Wednesday 15 January 2014

The pure distillation

The funniest part of this anti-sugar piece from Lustig and his UCSF team? Here:
Sugar, they argue, is far from just “empty calories” that make people fat. At the levels consumed by most Americans, sugar changes metabolism, raises blood pressure, critically alters the signaling of hormones and causes significant damage to the liver – the least understood of sugar’s damages. These health hazards largely mirror the effects of drinking too much alcohol, which they point out in their commentary is the distillation of sugar.
If you set up a still with a sugar cube on one side, you might get a bit of water vapour out the other end after trying to distil, and, if you're lucky, caramel in the original flask. Mmmm, caramel. But to get alcohol, you're going to have to ferment that sugar with some yeast. Distillation gets you spirits from fermented alcohol.

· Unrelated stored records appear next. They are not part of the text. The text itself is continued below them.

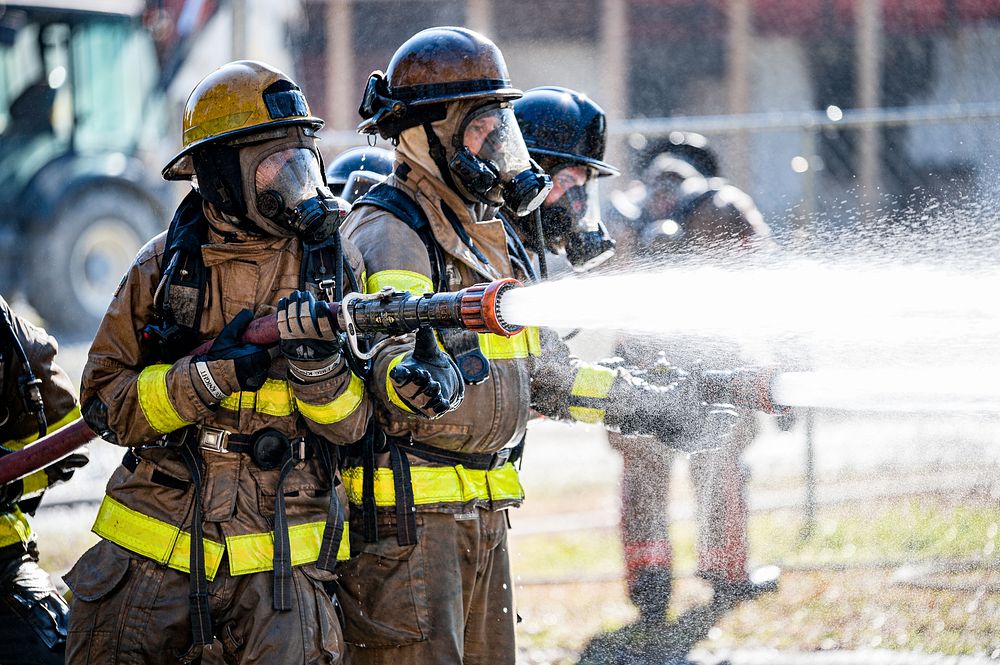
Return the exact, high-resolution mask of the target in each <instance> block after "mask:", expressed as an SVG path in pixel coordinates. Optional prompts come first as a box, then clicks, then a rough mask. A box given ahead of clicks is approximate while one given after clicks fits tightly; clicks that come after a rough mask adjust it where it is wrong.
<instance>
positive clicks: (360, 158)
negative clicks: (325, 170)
mask: <svg viewBox="0 0 1000 665" xmlns="http://www.w3.org/2000/svg"><path fill="white" fill-rule="evenodd" d="M392 160H393V154H392V151H390V150H383V149H382V148H372V147H367V146H362V147H359V148H350V149H349V150H345V151H344V152H342V153H340V154H339V155H337V156H336V157H334V158H333V161H332V162H330V166H329V168H327V170H326V182H327V184H329V185H330V189H331V190H332V191H333V194H334V196H340V195H341V194H340V193H341V191H343V188H344V185H345V184H346V183H347V179H348V178H350V177H351V174H352V173H353V172H355V171H368V172H371V173H375V174H378V175H385V176H387V175H389V174H390V173H392Z"/></svg>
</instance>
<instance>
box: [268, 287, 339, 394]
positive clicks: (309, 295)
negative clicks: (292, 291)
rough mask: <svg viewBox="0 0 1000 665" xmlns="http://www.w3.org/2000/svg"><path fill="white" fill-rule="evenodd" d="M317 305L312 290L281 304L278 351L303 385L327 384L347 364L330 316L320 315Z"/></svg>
mask: <svg viewBox="0 0 1000 665" xmlns="http://www.w3.org/2000/svg"><path fill="white" fill-rule="evenodd" d="M316 304H317V303H316V298H315V297H314V296H313V294H312V293H310V292H308V291H293V292H292V293H291V295H289V296H288V297H287V298H282V299H281V300H279V301H278V334H279V335H280V336H281V342H280V343H279V345H278V348H280V349H281V355H283V356H285V358H286V359H287V360H288V371H289V373H290V374H291V375H292V378H294V379H295V380H296V381H298V382H299V383H316V382H318V381H323V380H324V379H326V378H328V377H329V376H330V375H331V374H333V373H334V372H336V371H337V370H338V369H339V368H340V367H341V365H342V364H343V363H342V362H341V361H342V359H343V357H342V356H341V353H340V336H339V335H338V334H337V332H336V331H335V330H334V329H333V325H332V324H331V323H330V319H329V317H326V316H319V315H318V314H317V313H316Z"/></svg>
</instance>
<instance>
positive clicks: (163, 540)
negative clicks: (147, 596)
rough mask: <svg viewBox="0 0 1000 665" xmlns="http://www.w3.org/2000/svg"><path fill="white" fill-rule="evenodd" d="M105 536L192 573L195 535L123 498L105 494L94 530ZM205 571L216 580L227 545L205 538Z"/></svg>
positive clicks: (145, 554) (143, 554) (117, 542)
mask: <svg viewBox="0 0 1000 665" xmlns="http://www.w3.org/2000/svg"><path fill="white" fill-rule="evenodd" d="M91 530H92V531H93V532H94V533H96V534H97V535H98V536H100V537H101V538H104V539H105V540H110V541H111V542H113V543H115V544H116V545H120V546H121V547H124V548H125V549H127V550H129V551H130V552H135V553H136V554H141V555H142V556H144V557H146V558H147V559H152V560H153V561H156V562H157V563H160V564H165V565H167V566H169V567H171V568H173V569H175V570H179V571H181V572H185V573H188V572H191V568H190V557H191V534H189V533H187V532H186V531H181V530H180V527H176V526H173V525H172V524H167V523H166V522H163V521H161V520H158V519H156V518H155V517H150V516H149V515H143V514H142V513H140V512H139V511H137V510H132V509H131V508H129V507H128V506H126V505H125V504H123V503H121V502H120V501H116V500H115V499H112V498H111V497H110V496H105V497H104V501H102V502H101V509H100V510H99V511H98V513H97V519H96V520H94V526H93V528H92V529H91ZM204 543H205V570H206V574H207V577H208V579H209V580H213V579H215V574H216V573H217V572H218V570H219V564H220V563H221V562H222V555H223V553H224V552H225V547H224V546H223V545H222V544H221V543H217V542H215V541H214V540H209V539H208V538H205V539H204Z"/></svg>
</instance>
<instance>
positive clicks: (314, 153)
mask: <svg viewBox="0 0 1000 665" xmlns="http://www.w3.org/2000/svg"><path fill="white" fill-rule="evenodd" d="M254 186H255V188H256V193H257V194H261V193H262V192H266V191H272V192H277V193H278V194H280V195H281V197H282V198H283V199H284V201H285V204H286V205H287V206H288V207H295V206H296V205H298V204H299V203H300V202H302V201H304V200H305V199H307V198H310V197H312V196H315V195H316V188H317V187H325V186H326V182H325V180H324V179H323V174H322V172H321V170H320V167H319V159H318V158H317V157H316V153H314V152H313V151H312V150H309V149H307V148H289V149H287V150H279V151H278V152H275V153H273V154H271V155H268V156H267V157H266V158H264V159H263V160H262V161H261V163H260V164H259V165H258V166H257V172H256V174H255V176H254Z"/></svg>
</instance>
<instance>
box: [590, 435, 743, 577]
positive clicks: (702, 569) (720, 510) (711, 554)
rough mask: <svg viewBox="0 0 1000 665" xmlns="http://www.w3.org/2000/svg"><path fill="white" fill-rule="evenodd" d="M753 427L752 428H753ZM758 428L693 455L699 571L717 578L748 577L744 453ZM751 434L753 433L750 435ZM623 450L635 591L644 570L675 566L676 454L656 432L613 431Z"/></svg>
mask: <svg viewBox="0 0 1000 665" xmlns="http://www.w3.org/2000/svg"><path fill="white" fill-rule="evenodd" d="M747 429H748V430H749V429H750V428H747ZM751 432H752V430H751V431H746V432H740V433H737V434H736V435H735V436H733V437H732V438H731V439H730V440H729V441H727V442H726V444H725V445H724V446H723V447H721V448H718V449H716V450H710V451H706V452H702V453H697V454H693V455H691V456H690V458H689V459H690V470H691V479H692V482H693V484H694V489H695V511H696V512H695V519H696V522H697V529H698V531H697V533H698V538H697V539H698V573H699V574H700V575H702V576H704V577H707V578H711V579H716V578H717V579H724V580H728V581H744V580H745V579H746V578H747V554H748V552H747V499H746V493H747V482H748V479H749V474H748V471H747V468H746V467H745V465H743V464H742V462H741V461H740V454H741V453H742V451H743V449H744V448H745V447H746V445H747V444H748V443H749V442H750V440H751V439H752V433H751ZM748 435H749V436H748ZM608 437H609V440H610V442H611V445H612V446H613V447H614V448H615V449H616V450H618V451H619V452H621V454H622V459H623V462H624V468H623V477H622V502H621V505H622V513H621V536H622V542H623V545H624V551H625V565H626V575H627V579H628V581H629V589H630V592H631V593H633V594H634V590H633V588H632V587H633V584H634V582H635V581H636V579H637V578H638V577H639V576H640V574H641V573H642V571H645V570H649V569H661V570H669V569H670V568H671V566H672V559H673V556H672V549H671V544H670V533H669V527H670V520H669V514H668V499H669V493H670V487H669V479H670V469H671V465H672V462H673V459H674V455H675V454H676V453H674V452H672V451H670V450H669V449H668V448H667V447H666V446H664V445H663V444H661V443H659V442H657V441H656V440H654V439H653V438H651V437H639V436H622V435H621V434H616V433H609V434H608Z"/></svg>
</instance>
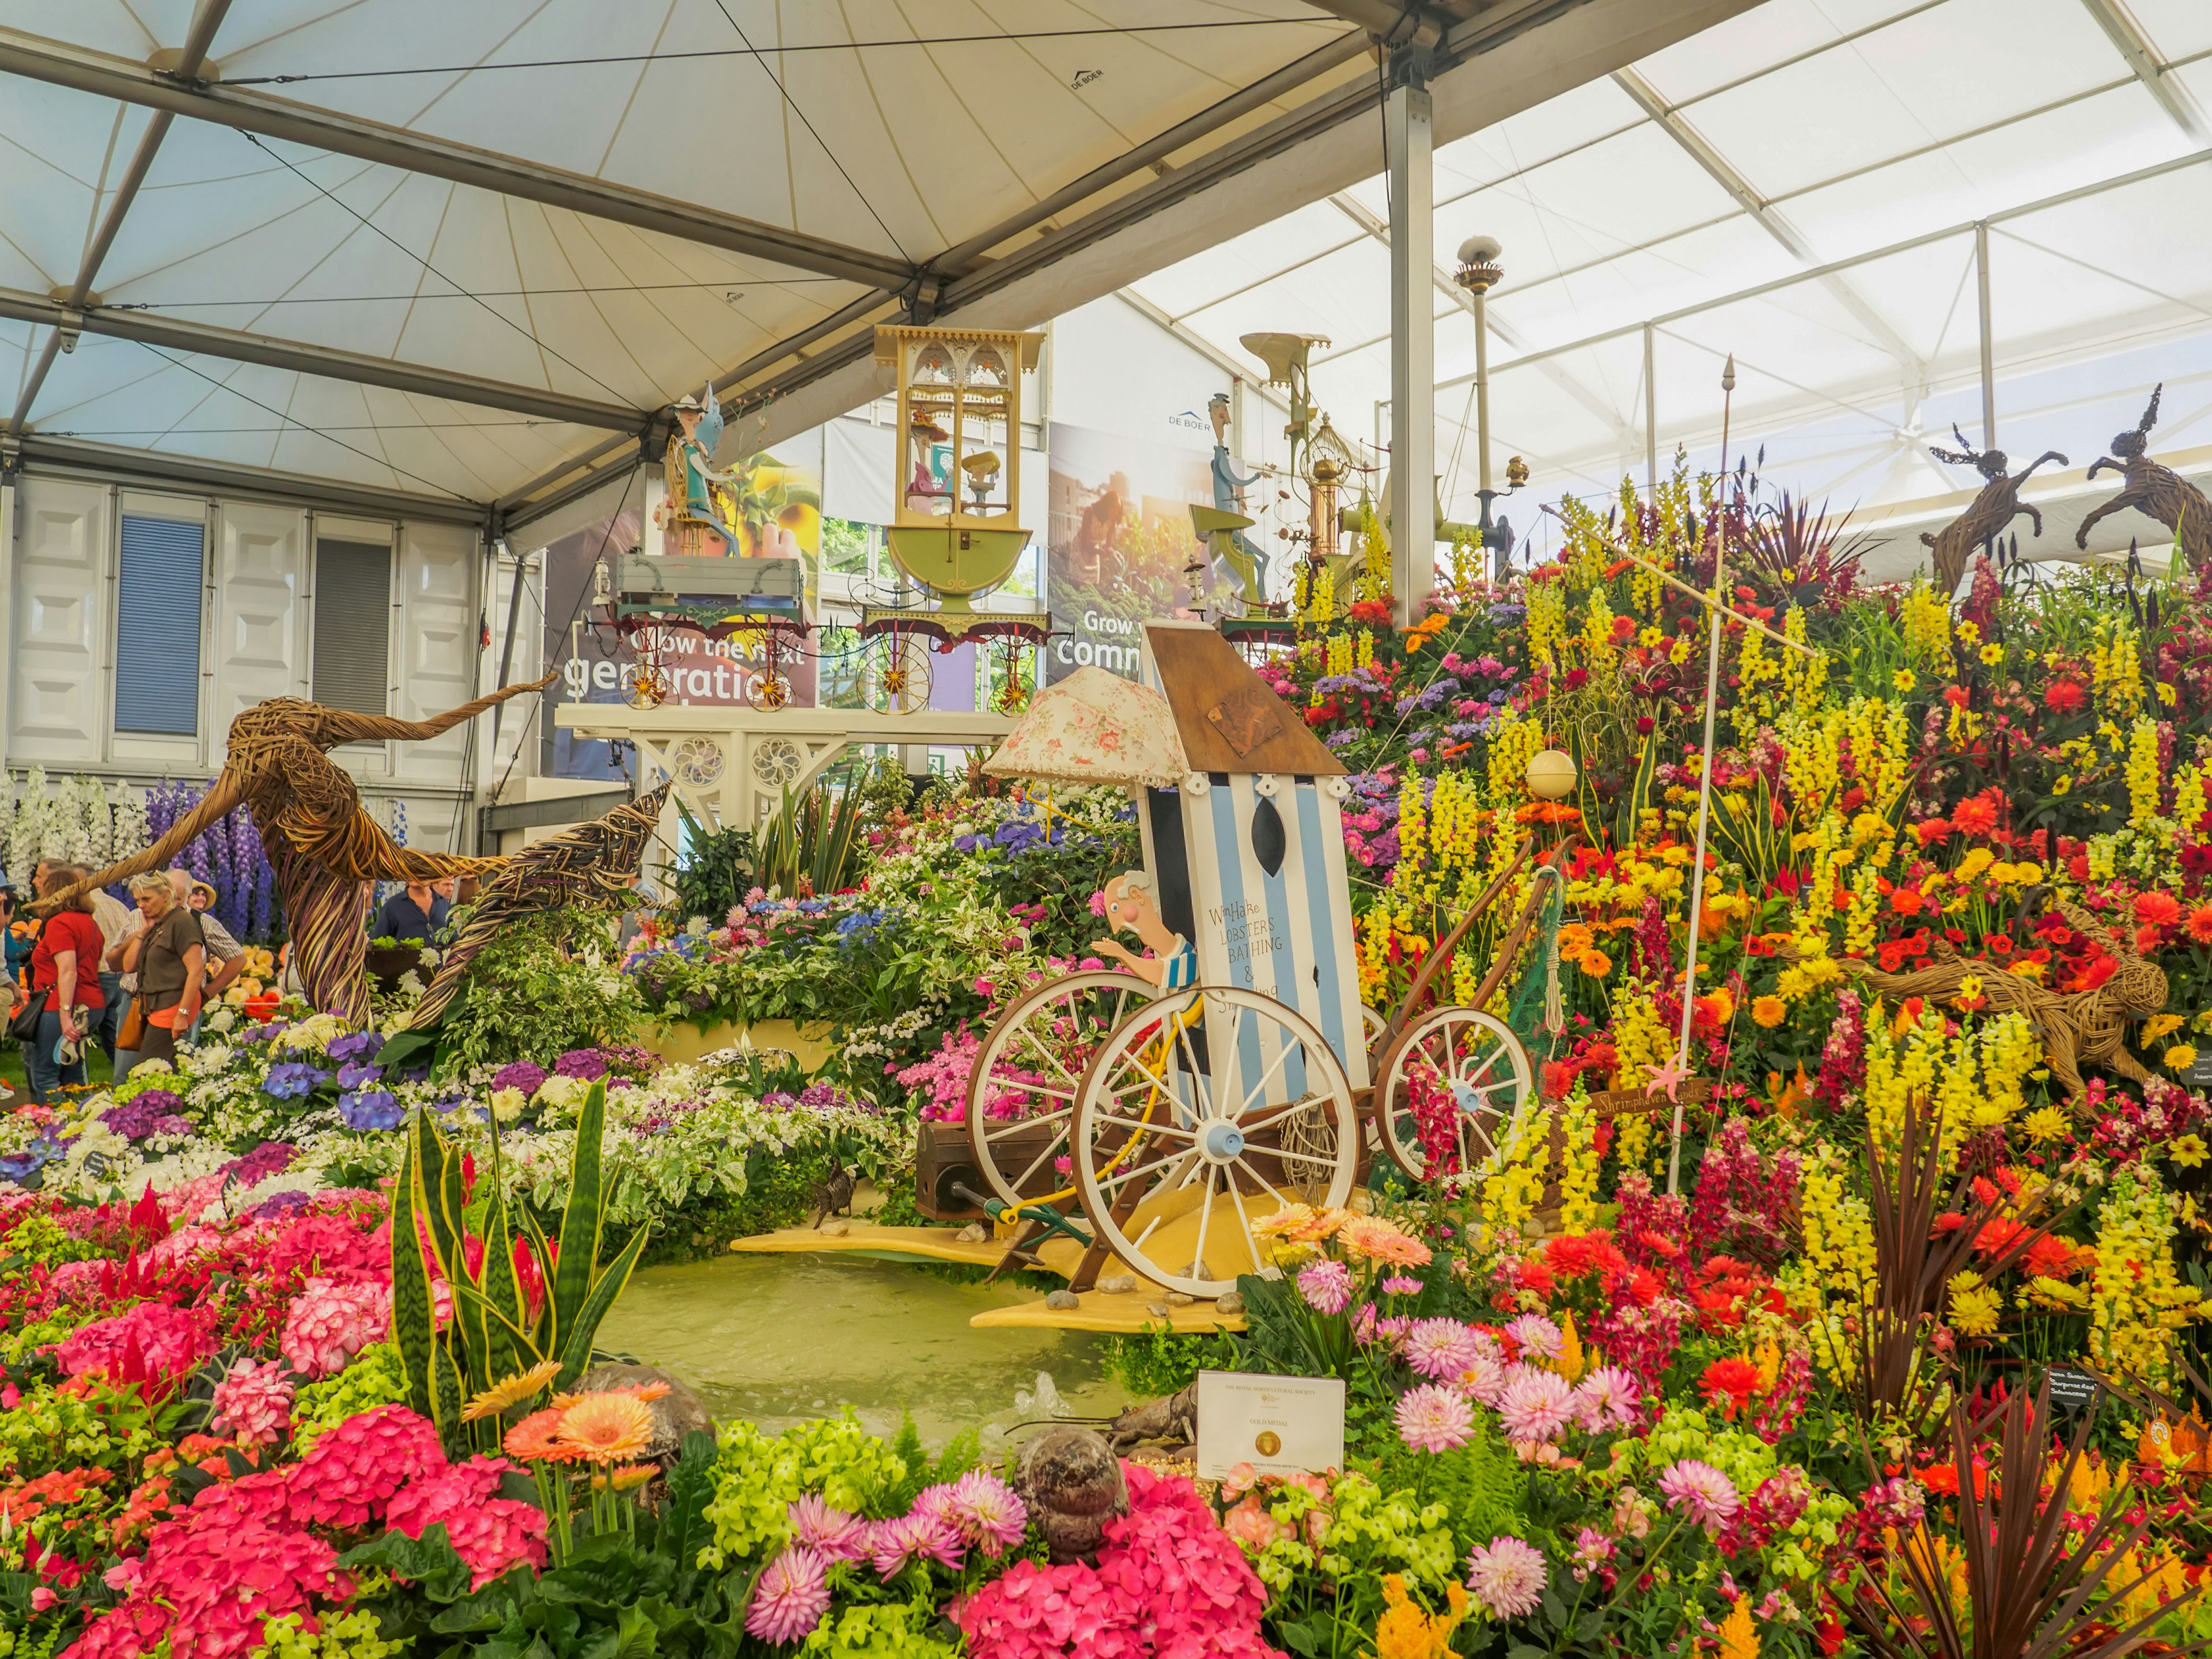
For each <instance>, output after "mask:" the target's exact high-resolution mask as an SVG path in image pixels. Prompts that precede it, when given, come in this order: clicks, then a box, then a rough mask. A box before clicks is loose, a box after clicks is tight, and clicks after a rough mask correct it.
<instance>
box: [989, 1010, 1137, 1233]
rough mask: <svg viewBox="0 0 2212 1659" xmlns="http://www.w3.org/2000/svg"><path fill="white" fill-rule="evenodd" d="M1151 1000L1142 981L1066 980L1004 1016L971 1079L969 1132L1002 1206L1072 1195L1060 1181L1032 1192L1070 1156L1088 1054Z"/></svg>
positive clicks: (1057, 1177) (1071, 1186) (1059, 1197)
mask: <svg viewBox="0 0 2212 1659" xmlns="http://www.w3.org/2000/svg"><path fill="white" fill-rule="evenodd" d="M1150 995H1152V987H1150V984H1148V982H1146V980H1139V978H1137V975H1135V973H1102V971H1093V973H1064V975H1060V978H1055V980H1044V982H1040V984H1035V987H1031V989H1029V991H1024V993H1022V995H1018V998H1015V1000H1013V1002H1009V1004H1006V1009H1004V1013H1000V1015H998V1024H993V1026H991V1035H987V1037H984V1040H982V1048H980V1051H978V1053H975V1068H973V1071H971V1073H969V1097H967V1126H969V1148H973V1152H975V1166H978V1168H980V1170H982V1179H984V1181H989V1183H991V1190H993V1192H995V1194H998V1197H1000V1199H1004V1201H1006V1203H1033V1201H1037V1199H1046V1201H1060V1199H1066V1197H1071V1194H1073V1190H1075V1188H1073V1181H1062V1179H1060V1177H1053V1179H1051V1181H1046V1186H1048V1188H1055V1190H1037V1188H1031V1183H1033V1181H1035V1179H1037V1175H1040V1170H1042V1172H1046V1175H1051V1172H1053V1168H1055V1164H1057V1159H1064V1157H1066V1155H1068V1117H1071V1115H1073V1113H1075V1091H1077V1084H1082V1077H1084V1066H1088V1064H1091V1055H1095V1053H1097V1051H1099V1046H1102V1044H1104V1042H1106V1037H1108V1035H1110V1033H1113V1029H1115V1026H1117V1024H1121V1020H1124V1018H1126V1015H1128V1013H1133V1011H1135V1009H1137V1004H1139V1002H1144V1000H1148V998H1150ZM993 1108H995V1115H993ZM1024 1188H1029V1190H1026V1192H1024Z"/></svg>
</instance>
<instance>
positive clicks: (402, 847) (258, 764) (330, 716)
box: [35, 675, 553, 1026]
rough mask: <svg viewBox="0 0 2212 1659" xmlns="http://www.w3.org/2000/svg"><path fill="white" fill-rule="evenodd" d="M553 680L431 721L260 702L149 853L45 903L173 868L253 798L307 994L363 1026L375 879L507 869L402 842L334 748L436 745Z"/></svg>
mask: <svg viewBox="0 0 2212 1659" xmlns="http://www.w3.org/2000/svg"><path fill="white" fill-rule="evenodd" d="M551 684H553V675H546V677H544V679H540V681H524V684H518V686H507V688H502V690H495V692H491V695H489V697H478V699H476V701H473V703H462V706H460V708H449V710H447V712H442V714H431V717H429V719H427V721H403V719H392V717H389V714H354V712H349V710H343V708H325V706H323V703H305V701H301V699H296V697H272V699H268V701H263V703H254V706H252V708H248V710H243V712H241V714H239V717H237V719H234V721H230V739H228V743H226V750H223V770H221V774H219V776H217V779H215V785H212V787H210V790H208V794H204V796H201V801H199V805H195V807H192V810H190V812H188V814H186V816H184V818H179V821H177V823H175V825H173V827H170V832H168V834H166V836H161V838H159V841H157V843H155V845H153V847H148V849H146V852H142V854H137V856H133V858H124V860H122V863H119V865H108V867H106V869H102V872H100V874H97V876H93V878H88V880H82V883H77V885H75V887H69V889H66V891H62V894H53V896H51V898H44V900H40V902H38V905H35V909H38V914H51V911H53V909H55V907H58V905H62V902H64V900H66V898H73V896H75V894H82V891H91V889H93V887H108V885H113V883H117V880H128V878H131V876H139V874H144V872H148V869H166V867H168V865H170V863H175V858H177V854H179V852H184V849H186V847H188V845H190V843H192V841H197V838H199V836H201V834H206V832H208V830H210V827H212V825H215V823H217V821H219V818H223V816H226V814H230V812H234V810H237V807H241V805H243V807H252V814H254V823H257V825H259V827H261V849H263V852H265V854H268V860H270V865H272V867H274V872H276V891H279V894H281V898H283V911H285V920H288V922H290V925H292V962H294V967H296V969H299V978H301V987H305V993H307V1002H310V1004H314V1006H316V1009H323V1011H325V1013H336V1015H338V1018H341V1020H345V1022H347V1024H354V1026H358V1024H363V1022H365V1020H367V1018H369V982H367V975H365V971H363V958H365V956H367V931H365V918H367V902H369V883H376V880H420V883H427V880H438V878H442V876H476V874H482V872H489V869H498V867H500V863H502V860H498V858H458V856H451V854H440V852H416V849H411V847H400V845H396V843H394V841H392V836H387V834H385V832H383V827H378V823H376V821H374V818H372V816H369V814H367V812H363V810H361V792H358V790H356V787H354V781H352V779H349V776H347V774H345V772H343V770H341V768H336V765H332V761H330V754H327V750H334V748H338V745H341V743H383V741H400V743H425V741H429V739H434V737H440V734H442V732H449V730H453V728H456V726H460V723H462V721H467V719H473V717H476V714H482V712H484V710H487V708H491V706H493V703H502V701H507V699H509V697H515V695H520V692H529V690H542V688H544V686H551Z"/></svg>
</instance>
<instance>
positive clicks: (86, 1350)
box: [53, 1303, 215, 1378]
mask: <svg viewBox="0 0 2212 1659" xmlns="http://www.w3.org/2000/svg"><path fill="white" fill-rule="evenodd" d="M133 1349H137V1363H139V1367H142V1376H161V1378H184V1376H190V1374H192V1371H197V1369H199V1367H201V1365H206V1363H208V1358H210V1356H212V1354H215V1310H212V1307H170V1305H168V1303H139V1305H137V1307H133V1310H131V1312H126V1314H117V1316H115V1318H97V1321H93V1323H91V1325H86V1327H82V1329H80V1332H77V1334H75V1336H71V1338H69V1340H66V1343H62V1345H60V1347H55V1349H53V1358H55V1363H60V1367H62V1374H64V1376H91V1374H93V1371H104V1374H106V1376H111V1378H119V1376H124V1374H126V1371H128V1369H131V1352H133Z"/></svg>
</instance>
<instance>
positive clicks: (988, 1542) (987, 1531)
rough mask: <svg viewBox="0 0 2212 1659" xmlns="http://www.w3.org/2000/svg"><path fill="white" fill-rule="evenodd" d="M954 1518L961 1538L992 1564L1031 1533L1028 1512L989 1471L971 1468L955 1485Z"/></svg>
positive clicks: (991, 1473) (1019, 1500)
mask: <svg viewBox="0 0 2212 1659" xmlns="http://www.w3.org/2000/svg"><path fill="white" fill-rule="evenodd" d="M953 1517H956V1520H958V1522H960V1535H962V1537H967V1542H969V1544H975V1546H978V1548H982V1553H984V1555H989V1557H991V1559H993V1562H995V1559H998V1557H1000V1555H1004V1553H1006V1551H1009V1548H1013V1546H1015V1544H1020V1542H1022V1535H1024V1533H1026V1531H1029V1509H1026V1506H1024V1504H1022V1500H1020V1498H1015V1493H1013V1486H1009V1484H1006V1482H1004V1480H1000V1478H998V1475H993V1473H991V1471H989V1469H969V1471H967V1473H964V1475H960V1480H956V1482H953Z"/></svg>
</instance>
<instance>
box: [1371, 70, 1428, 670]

The less funny part? The way the whole nudge apparatus has been imported over.
Many of the interventions that have reduced alcohol and tobacco consumption can be models for addressing the sugar problem, such as levying special sales taxes, controlling access, and tightening licensing requirements on vending machines and snack bars that sell high sugar products in schools and workplaces.
“We’re not talking prohibition,” Schmidt said. “We’re not advocating a major imposition of the government into people’s lives. We’re talking about gentle ways to make sugar consumption slightly less convenient, thereby moving people away from the concentrated dose. What we want is to actually increase people’s choices by making foods that aren’t loaded with sugar comparatively easier and cheaper to get.”
No, it's not prohibition. Not yet. This was an entirely foreseeable and foreseen consequence of Thaler's nudge architecture, but taxes and licensing requirements on vending machines are hardly "make the tempting thing slightly less convenient" nudges.

Andrew Stuttaford at NRO also doesn't like the idea that this somehow increases people's range of choices.
What they “actually” mean by that is that sugar-heavy products will be made more expensive and more difficult to obtain thereby making it easier for the child-like American population to “choose” the healthier alternative.
A shove's as good as a nudge to a blind bat....

Another for the "there's no slippery slope" file.